Visana sagt ja zu höherer Qualität und Sicherheit…

  • Visana unterstützt die Qualitätsziele des Bundes hinsichtlich eines hochstehenden schweizerischen Gesundheitssystems und zugunsten der Patientinnen und Patienten.
  • Die Qualitätssicherung und -verbesserung ist Sache der im Gesundheitswesen engagierten Anbieter in Zusammenarbeit mit den Versicherern. Sie soll sowohl im Grundversicherungsbereich wie im Zusatzversicherungsbereich wirksam sein.
  • Vorhandene und bewährte Institutionen, z.B. die Stiftung für Patientensicherheit, der nationale Verein für Qualitätsentwicklung in Spitälern und Kliniken oder die Schweizerische Akademie für Qualität in der Medizin sowie Instrumente wie www.spitalfinder.ch und www.spitalinformation.ch, sollen gestärkt und besser koordiniert werden. Das dient der Qualitätssteigerung im Gesundheitswesen.

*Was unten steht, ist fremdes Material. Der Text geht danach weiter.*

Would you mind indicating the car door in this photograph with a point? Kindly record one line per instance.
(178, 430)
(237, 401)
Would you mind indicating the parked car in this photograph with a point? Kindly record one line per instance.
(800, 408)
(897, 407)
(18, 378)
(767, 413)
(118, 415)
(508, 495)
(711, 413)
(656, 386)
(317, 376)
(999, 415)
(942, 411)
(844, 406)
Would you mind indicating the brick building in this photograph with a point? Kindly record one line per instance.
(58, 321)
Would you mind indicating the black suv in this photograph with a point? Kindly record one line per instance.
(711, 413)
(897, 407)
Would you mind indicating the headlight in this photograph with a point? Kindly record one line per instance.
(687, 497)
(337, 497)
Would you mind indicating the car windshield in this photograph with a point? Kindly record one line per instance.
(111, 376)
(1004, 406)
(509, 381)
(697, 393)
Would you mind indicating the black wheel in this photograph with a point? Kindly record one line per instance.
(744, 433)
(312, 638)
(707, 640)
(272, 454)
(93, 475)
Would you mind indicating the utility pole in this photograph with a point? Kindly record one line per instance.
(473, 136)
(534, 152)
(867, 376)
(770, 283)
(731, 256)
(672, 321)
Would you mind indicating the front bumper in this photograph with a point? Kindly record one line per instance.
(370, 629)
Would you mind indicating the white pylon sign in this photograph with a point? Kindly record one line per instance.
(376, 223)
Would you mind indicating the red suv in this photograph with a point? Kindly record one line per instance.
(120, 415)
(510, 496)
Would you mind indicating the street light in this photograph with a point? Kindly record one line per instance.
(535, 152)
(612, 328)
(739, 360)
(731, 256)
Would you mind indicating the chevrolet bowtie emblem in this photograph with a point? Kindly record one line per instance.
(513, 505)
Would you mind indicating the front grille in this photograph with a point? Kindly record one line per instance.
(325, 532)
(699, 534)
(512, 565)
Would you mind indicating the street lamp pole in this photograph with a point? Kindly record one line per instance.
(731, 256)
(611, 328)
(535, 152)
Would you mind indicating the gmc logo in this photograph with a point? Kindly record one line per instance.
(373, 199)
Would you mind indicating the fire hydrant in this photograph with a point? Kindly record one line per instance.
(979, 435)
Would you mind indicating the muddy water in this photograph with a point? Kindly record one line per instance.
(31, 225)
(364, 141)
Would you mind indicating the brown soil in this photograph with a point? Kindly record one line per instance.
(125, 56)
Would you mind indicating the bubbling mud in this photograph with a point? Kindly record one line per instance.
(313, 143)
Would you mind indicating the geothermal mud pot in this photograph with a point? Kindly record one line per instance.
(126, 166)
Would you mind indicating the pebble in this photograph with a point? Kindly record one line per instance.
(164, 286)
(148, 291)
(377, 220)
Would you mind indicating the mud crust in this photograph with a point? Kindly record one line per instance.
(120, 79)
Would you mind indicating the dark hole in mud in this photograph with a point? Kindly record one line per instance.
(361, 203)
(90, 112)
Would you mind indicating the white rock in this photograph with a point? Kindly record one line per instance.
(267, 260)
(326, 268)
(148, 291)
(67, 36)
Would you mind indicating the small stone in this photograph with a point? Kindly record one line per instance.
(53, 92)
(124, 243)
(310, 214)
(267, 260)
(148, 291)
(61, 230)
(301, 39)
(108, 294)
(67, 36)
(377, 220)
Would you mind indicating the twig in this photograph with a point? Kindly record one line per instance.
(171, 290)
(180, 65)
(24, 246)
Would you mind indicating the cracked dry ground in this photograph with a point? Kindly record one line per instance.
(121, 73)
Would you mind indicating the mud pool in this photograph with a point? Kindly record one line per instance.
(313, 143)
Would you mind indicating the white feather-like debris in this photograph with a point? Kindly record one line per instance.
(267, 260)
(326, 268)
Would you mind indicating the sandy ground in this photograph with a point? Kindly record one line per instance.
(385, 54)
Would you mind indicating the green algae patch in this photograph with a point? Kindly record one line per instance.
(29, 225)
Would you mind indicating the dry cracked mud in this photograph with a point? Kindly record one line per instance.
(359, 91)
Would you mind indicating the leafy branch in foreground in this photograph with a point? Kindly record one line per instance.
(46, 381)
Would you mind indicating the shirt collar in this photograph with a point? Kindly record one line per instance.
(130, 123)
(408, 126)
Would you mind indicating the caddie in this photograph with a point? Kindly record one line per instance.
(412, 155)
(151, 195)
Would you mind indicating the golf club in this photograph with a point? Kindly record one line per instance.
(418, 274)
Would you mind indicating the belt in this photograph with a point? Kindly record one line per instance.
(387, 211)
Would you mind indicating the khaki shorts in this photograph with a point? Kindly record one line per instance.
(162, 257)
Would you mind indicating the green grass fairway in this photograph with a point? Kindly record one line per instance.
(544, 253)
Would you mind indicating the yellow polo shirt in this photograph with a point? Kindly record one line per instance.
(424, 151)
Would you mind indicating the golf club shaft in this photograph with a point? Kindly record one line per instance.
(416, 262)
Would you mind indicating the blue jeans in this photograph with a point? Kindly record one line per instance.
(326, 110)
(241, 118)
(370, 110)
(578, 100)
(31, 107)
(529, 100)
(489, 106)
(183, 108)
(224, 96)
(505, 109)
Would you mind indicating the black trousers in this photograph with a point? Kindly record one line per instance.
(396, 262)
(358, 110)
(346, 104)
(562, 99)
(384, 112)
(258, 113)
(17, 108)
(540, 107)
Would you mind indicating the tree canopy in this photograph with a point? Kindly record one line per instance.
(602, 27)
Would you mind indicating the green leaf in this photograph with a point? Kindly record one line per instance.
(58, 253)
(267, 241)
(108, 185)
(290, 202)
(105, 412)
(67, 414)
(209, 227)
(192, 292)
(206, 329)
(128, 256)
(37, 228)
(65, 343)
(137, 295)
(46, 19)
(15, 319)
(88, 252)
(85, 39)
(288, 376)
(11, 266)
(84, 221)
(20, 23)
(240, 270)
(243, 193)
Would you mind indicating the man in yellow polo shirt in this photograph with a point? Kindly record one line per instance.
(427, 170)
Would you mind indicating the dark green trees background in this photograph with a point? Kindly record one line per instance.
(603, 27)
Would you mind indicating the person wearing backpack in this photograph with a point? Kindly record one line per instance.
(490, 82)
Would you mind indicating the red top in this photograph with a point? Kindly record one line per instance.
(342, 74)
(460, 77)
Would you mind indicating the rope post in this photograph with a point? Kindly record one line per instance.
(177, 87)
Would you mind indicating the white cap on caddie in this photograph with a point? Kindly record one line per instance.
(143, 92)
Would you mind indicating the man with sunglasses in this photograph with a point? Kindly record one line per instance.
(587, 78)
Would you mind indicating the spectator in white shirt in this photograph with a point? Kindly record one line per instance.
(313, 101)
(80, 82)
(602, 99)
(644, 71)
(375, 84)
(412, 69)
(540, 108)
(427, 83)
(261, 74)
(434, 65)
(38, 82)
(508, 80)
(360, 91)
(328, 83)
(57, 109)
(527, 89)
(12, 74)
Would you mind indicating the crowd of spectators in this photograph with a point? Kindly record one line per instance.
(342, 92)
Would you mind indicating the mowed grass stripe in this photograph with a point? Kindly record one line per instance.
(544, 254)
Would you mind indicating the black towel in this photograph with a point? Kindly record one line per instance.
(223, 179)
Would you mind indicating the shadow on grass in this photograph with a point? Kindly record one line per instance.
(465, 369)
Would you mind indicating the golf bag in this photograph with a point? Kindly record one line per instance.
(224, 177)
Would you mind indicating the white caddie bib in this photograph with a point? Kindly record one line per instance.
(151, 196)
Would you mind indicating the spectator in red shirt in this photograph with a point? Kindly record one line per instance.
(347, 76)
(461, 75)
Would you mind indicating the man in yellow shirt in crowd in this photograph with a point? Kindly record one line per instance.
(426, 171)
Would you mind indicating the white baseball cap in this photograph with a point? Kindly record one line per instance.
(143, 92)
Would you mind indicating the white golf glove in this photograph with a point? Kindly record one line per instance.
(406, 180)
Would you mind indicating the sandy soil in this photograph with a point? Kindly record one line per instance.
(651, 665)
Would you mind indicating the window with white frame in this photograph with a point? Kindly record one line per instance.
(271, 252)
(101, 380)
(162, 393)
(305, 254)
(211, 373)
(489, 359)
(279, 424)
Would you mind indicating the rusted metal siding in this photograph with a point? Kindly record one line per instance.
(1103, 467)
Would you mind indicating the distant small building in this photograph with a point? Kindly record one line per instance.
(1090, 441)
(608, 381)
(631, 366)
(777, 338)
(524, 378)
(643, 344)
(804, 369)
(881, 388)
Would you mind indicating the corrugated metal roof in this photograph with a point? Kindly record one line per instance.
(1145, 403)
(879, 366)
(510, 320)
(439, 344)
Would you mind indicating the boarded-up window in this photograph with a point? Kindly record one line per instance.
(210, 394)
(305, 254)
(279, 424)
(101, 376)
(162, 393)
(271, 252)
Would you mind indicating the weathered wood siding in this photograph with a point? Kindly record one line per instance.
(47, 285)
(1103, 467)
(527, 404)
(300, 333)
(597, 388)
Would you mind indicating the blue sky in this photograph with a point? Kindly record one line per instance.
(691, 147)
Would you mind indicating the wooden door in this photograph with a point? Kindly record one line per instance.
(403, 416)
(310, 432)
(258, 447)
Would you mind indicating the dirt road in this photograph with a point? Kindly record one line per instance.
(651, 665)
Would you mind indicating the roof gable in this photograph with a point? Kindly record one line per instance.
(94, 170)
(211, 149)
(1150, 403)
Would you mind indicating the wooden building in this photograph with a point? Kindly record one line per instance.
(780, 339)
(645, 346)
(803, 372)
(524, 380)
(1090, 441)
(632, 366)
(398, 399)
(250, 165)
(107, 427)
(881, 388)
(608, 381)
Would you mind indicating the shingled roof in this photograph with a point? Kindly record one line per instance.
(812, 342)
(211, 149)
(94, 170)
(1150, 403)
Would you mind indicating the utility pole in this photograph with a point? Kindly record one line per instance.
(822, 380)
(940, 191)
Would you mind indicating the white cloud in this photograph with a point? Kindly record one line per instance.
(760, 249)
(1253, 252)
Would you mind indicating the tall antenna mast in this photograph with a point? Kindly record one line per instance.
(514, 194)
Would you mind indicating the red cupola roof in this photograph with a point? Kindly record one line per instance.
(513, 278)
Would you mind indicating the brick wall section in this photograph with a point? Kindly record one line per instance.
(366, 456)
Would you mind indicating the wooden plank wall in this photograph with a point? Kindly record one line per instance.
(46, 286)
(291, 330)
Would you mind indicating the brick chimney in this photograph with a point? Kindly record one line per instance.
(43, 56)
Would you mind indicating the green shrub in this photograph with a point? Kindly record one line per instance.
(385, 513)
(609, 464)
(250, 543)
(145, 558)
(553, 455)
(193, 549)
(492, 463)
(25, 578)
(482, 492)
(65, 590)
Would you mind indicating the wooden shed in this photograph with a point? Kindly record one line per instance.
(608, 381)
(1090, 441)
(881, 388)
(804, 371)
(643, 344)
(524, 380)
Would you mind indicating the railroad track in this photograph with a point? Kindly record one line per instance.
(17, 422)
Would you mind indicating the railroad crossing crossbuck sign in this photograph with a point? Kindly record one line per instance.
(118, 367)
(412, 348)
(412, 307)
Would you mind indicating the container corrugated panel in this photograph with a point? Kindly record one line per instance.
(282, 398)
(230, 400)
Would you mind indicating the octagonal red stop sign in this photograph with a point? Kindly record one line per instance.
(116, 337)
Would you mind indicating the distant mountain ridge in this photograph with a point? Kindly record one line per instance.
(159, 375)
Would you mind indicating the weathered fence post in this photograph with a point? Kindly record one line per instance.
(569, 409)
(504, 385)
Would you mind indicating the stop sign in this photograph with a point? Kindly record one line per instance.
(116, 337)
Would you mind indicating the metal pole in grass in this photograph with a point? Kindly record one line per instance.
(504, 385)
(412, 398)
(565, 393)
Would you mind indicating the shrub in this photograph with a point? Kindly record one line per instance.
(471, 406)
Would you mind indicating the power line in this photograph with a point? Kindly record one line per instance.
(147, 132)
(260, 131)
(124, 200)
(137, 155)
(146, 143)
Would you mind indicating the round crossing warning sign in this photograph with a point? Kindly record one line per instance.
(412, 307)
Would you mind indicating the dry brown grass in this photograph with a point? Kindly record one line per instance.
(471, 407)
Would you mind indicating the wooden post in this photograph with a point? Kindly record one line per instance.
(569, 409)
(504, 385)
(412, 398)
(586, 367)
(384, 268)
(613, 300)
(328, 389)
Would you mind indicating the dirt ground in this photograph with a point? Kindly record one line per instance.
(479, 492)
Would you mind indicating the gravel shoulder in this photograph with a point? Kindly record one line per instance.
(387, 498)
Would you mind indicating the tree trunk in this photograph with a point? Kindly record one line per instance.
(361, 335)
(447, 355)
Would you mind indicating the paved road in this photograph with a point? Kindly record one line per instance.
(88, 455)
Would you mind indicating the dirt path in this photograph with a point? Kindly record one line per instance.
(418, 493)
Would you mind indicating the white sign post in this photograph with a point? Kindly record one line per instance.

…aber nein zu neuer, teurer Bundesbürokratie

  • Ein neues eigenes Bundesinstitut ist eine verkappte Einheitslösung. Ein Bundesqualitätszentrum ist unnötig. Die Unabhängigkeit vom BAG muss gewährleistet sein.
  • Der Bund soll sich darauf beschränken, Rahmenbedingungen und Anreize für einen Qualitätswettbewerb sowie Sanktionsmöglichkeiten bei Verstössen gegen Qualitätsvorgaben festzulegen. Die Umsetzung der Qualitätssicherung ist Sache der Gesundheitsbranche und nicht des Staates.
  • Die vorgesehene Finanzierungsform ist als störend zu beurteilen. Sie bedeutet eine zusätzliche unerwünschte Belastung für die Prämienzahler. Die gesetzlich verlangte Qualität wird bereits mit den Tarifen und Preisen der Leistungserbringer abgegolten.
  • Im Einklang mit Santésuisse, dem Spitalverband H+, der Ärztegesellschaft FMH, den bestehenden Qualitätsorganisationen und der Wirtschaft erinnert Visana daran, dass der Bund bereits im ehemaligen Präventionsgesetz mit einem eigenen Bundespräventionsinstitut im Parlament gescheitert ist.

Wie geht es weiter?

Der Bundesrat hat die Vorlage am 7. Dezember 2015 zuhanden des Parlamentes verabschiedet. Sie besteht aus einer Teilanpassung des KVG und einem Kreditbeschluss für Abgeltungen und Finanzhilfen zur Stärkung von Qualität und Wirtschaftlichkeit in der obligatorischen Krankenpflegeversicherung für 2018 – 2021. Das Parlament wird nicht darum herumkommen zu hinterfragen, weshalb die abgespeckte Vorlage mit total 50 Millionen Franken dennoch wesentlich teurer zu stehen kommen soll. Auf neue Kosten für die Versicherten ist zu verzichten. Die vorberatende Ständeratskommission hat im Februar 2016 vom Bundesrat zusätzliche Unterlagen in Richtung eines privatwirtschaftlich geprägten Modells verlangt. Am 16. Juni 2016 hat die kleine Kammer als Erstrat mit deutlicher Mehrheit beschlossen, auf die Vorlage nicht einzutreten, da diese viel zu interventionistisch und staatsgläubig sei. Die geltende Gesetzgebung biete genügend Möglichkeiten, um die Qualität im Gesundheitswesen zu fördern. Die Nationalratskommission dagegen empfiehlt in einem Grundsatzentscheid vom 14. Oktober 2016, auf die Vorlage einzutreten. Die Bundesverwaltung ist beauftragt worden, bis Anfang 2017 einen Vorschlag für die Schaffung und Finanzierung einer vom BAG unabhängigen nationalen Koordinationsplattformvorzulegen. Der Nationalrat wird das Geschäft in der Frühjahrssession 2017 behandeln. Die KVG-Teilrevision sollte ursprünglich auf den 1. Januar 2018 in Kraft treten.